Support Questions
Find answers, ask questions, and share your expertise

Hi i am new to spark i need to find out the total weight and total hours by using subscriber id.please make use spark core and spark sql

New Contributor

I have a file in that data like Subscriber Id,Weight,Hours

Subscriber Id,Weight,Hours

123,10,7,

456,15,10

123,20,15

I want the output like

123,30,22

456,15,10

thanks and regards

1 REPLY 1

Super Guru
@Sura Reddy

We need to use Groupby on subscriberid and sum weight,Hours to get your desired result.

Example:

Using DataFrameAPI:

Create dataframe as shown below

>>> df=sqlContext.createDataFrame([(123,10,7),(456,15,10),(123,20,15)],["SubscriberId","Weight","Hours"])

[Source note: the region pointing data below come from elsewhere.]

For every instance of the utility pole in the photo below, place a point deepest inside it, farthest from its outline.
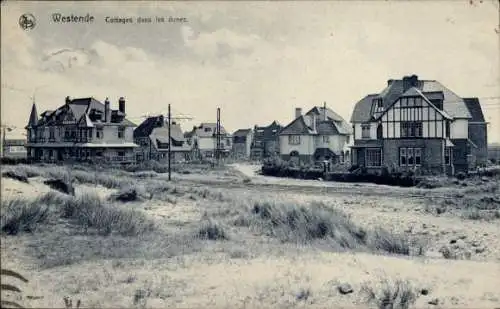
(218, 135)
(169, 141)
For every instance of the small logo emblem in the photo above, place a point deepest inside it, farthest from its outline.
(27, 21)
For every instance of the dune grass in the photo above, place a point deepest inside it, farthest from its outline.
(398, 294)
(308, 222)
(88, 211)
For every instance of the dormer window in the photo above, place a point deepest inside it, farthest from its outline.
(378, 103)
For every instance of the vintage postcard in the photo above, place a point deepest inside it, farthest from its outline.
(250, 154)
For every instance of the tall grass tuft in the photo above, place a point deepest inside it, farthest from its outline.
(212, 230)
(391, 295)
(89, 211)
(291, 222)
(21, 215)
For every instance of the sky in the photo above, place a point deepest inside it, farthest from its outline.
(257, 61)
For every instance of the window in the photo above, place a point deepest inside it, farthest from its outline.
(411, 129)
(410, 156)
(447, 156)
(379, 131)
(121, 132)
(373, 157)
(418, 156)
(402, 156)
(365, 131)
(409, 160)
(294, 139)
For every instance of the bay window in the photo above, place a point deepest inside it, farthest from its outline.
(373, 157)
(410, 156)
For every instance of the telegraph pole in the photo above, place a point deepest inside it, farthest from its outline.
(169, 142)
(218, 135)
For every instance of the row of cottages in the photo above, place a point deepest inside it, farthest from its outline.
(203, 140)
(418, 124)
(318, 135)
(81, 129)
(265, 141)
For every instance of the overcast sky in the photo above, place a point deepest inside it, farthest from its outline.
(255, 60)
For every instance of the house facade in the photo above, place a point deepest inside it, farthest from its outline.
(265, 142)
(152, 137)
(242, 142)
(418, 125)
(319, 135)
(204, 141)
(82, 129)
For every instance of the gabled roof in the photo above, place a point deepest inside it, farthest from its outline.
(363, 109)
(157, 128)
(415, 92)
(474, 109)
(242, 132)
(81, 109)
(327, 128)
(297, 126)
(453, 105)
(342, 127)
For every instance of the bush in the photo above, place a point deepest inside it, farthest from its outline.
(128, 194)
(61, 186)
(212, 230)
(21, 215)
(317, 221)
(88, 211)
(461, 176)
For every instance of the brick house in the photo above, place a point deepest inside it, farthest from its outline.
(204, 141)
(418, 125)
(152, 137)
(82, 129)
(319, 135)
(14, 148)
(265, 141)
(242, 142)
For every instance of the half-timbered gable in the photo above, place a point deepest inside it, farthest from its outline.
(417, 125)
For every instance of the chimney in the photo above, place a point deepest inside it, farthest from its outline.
(298, 112)
(121, 105)
(107, 111)
(324, 111)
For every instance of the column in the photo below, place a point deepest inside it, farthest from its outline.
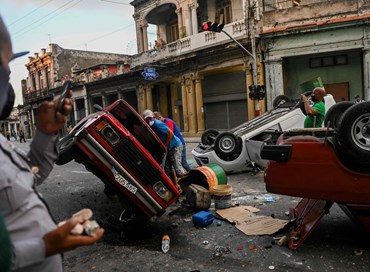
(149, 97)
(249, 82)
(182, 31)
(104, 101)
(163, 100)
(199, 103)
(187, 19)
(37, 80)
(86, 103)
(75, 109)
(141, 99)
(191, 104)
(366, 61)
(139, 37)
(144, 27)
(175, 107)
(184, 104)
(274, 80)
(194, 19)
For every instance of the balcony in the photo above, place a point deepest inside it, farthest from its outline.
(190, 44)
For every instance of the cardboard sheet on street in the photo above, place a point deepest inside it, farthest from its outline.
(249, 223)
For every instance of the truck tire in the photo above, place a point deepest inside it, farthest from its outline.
(353, 137)
(209, 136)
(336, 111)
(66, 149)
(228, 146)
(280, 99)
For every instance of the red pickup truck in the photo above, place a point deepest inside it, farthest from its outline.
(118, 146)
(324, 166)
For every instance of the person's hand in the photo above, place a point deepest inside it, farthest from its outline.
(48, 119)
(60, 240)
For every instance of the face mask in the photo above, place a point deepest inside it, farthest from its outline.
(9, 102)
(4, 83)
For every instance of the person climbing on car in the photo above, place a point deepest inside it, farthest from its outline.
(172, 143)
(175, 129)
(316, 112)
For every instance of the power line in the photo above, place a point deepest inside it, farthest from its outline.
(20, 33)
(24, 16)
(115, 2)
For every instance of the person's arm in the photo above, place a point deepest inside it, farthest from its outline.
(309, 110)
(169, 136)
(35, 250)
(43, 151)
(170, 124)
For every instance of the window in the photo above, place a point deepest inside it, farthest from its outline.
(328, 61)
(175, 32)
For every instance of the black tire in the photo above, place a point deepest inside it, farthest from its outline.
(66, 149)
(228, 146)
(353, 137)
(279, 100)
(209, 136)
(335, 112)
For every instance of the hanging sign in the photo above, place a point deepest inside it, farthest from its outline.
(149, 74)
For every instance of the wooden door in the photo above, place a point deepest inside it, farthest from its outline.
(340, 91)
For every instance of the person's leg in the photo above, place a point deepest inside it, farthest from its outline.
(175, 158)
(168, 169)
(184, 162)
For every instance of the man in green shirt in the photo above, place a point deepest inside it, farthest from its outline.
(316, 113)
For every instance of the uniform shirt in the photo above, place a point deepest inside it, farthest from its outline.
(161, 130)
(309, 120)
(172, 125)
(26, 214)
(5, 248)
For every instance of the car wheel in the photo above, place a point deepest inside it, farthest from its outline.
(353, 136)
(228, 146)
(209, 136)
(301, 104)
(66, 149)
(279, 100)
(335, 113)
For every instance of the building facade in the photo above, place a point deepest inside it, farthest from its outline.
(48, 71)
(202, 79)
(312, 39)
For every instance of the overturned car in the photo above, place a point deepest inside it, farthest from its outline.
(335, 162)
(238, 150)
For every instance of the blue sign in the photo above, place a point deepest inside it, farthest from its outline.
(150, 74)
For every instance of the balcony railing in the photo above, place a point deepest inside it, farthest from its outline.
(36, 95)
(190, 44)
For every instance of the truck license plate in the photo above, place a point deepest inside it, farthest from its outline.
(121, 180)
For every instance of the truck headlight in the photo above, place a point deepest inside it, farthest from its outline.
(108, 132)
(162, 191)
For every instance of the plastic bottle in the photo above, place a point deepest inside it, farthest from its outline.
(165, 243)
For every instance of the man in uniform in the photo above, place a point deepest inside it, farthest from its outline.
(37, 243)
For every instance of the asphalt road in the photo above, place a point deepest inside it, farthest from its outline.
(330, 247)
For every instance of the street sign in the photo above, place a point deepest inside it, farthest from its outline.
(149, 74)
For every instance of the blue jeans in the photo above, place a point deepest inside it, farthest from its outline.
(184, 162)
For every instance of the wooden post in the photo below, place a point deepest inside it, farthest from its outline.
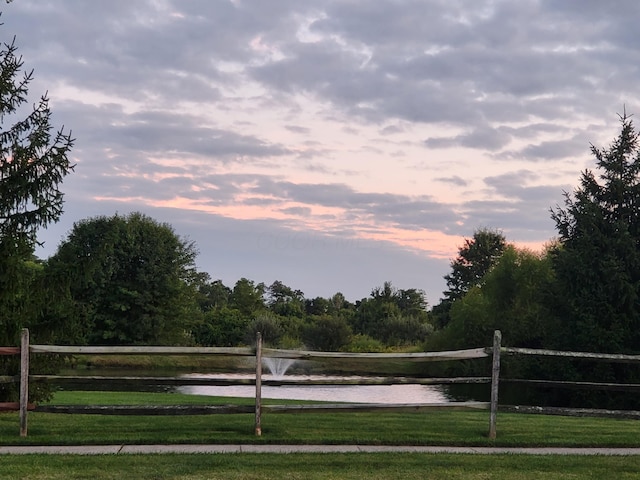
(24, 381)
(258, 384)
(495, 377)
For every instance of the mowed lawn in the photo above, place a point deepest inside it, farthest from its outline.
(441, 427)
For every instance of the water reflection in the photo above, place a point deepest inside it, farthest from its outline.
(385, 394)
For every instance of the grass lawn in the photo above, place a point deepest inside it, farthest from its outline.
(427, 428)
(318, 466)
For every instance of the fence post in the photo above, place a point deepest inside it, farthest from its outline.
(258, 384)
(495, 377)
(24, 381)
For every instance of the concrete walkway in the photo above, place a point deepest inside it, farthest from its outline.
(190, 449)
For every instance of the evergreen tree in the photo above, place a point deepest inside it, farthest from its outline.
(597, 262)
(33, 163)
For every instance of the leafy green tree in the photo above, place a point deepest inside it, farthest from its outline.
(327, 333)
(393, 316)
(285, 301)
(248, 298)
(475, 258)
(33, 163)
(597, 262)
(134, 278)
(213, 295)
(511, 299)
(222, 327)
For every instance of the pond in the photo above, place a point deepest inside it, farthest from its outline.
(384, 394)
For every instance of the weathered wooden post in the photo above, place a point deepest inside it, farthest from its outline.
(24, 381)
(495, 377)
(258, 384)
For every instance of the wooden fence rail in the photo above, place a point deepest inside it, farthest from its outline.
(112, 383)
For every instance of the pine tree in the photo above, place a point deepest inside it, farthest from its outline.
(597, 262)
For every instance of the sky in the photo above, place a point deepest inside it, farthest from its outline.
(332, 145)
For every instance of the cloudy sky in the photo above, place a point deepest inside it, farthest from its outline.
(330, 144)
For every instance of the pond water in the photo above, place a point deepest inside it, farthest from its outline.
(384, 394)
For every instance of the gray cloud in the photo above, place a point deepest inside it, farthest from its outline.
(152, 91)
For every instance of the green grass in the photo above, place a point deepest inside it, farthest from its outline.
(427, 428)
(318, 466)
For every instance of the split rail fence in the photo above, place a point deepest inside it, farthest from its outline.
(495, 351)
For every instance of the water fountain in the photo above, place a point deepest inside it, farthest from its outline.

Check the data in the dataframe.

>>> df.show(10,False)
+------------+------+-----+
|SubscriberId|Weight|Hours|
+------------+------+-----+
|123         |10    |7    |
|456         |15    |10   |
|123         |20    |15   |
+------------+------+-----+

GroupBy and sum on the columns and select the columns

>>> df.groupBy("SubscriberId").agg(sum(col("Weight")).alias("Weight"),sum(col("Hours")).alias("Hours")).select("SubscriberId","Weight","Hours").show(10,False)
+------------+------+-----+
|SubscriberId|Weight|Hours|
+------------+------+-----+
|123         |30    |22   |
|456         |15    |10   |
+------------+------+-----+

(or)

By using Spark-SQL:

1.Create temporary table

>>> df.registerTempTable("temp")

2.Check the data in the table

>>> spark.sql("select * from temp").show(10,False)
+------------+------+-----+
|SubscriberId|Weight|Hours|
+------------+------+-----+
|123         |10    |7    |
|456         |15    |10   |
|123         |20    |15   |
+------------+------+-----+

3.Do groupby,sum using sql syntax

>>> spark.sql("select SubscriberId,sum(Weight) Weight,sum(Hours) Hours from temp group by SubscriberId").show(10,False)
+------------+------+-----+
|SubscriberId|Weight|Hours|
+------------+------+-----+
|123         |30    |22   |
|456         |15    |10   |
+------------+------+-----+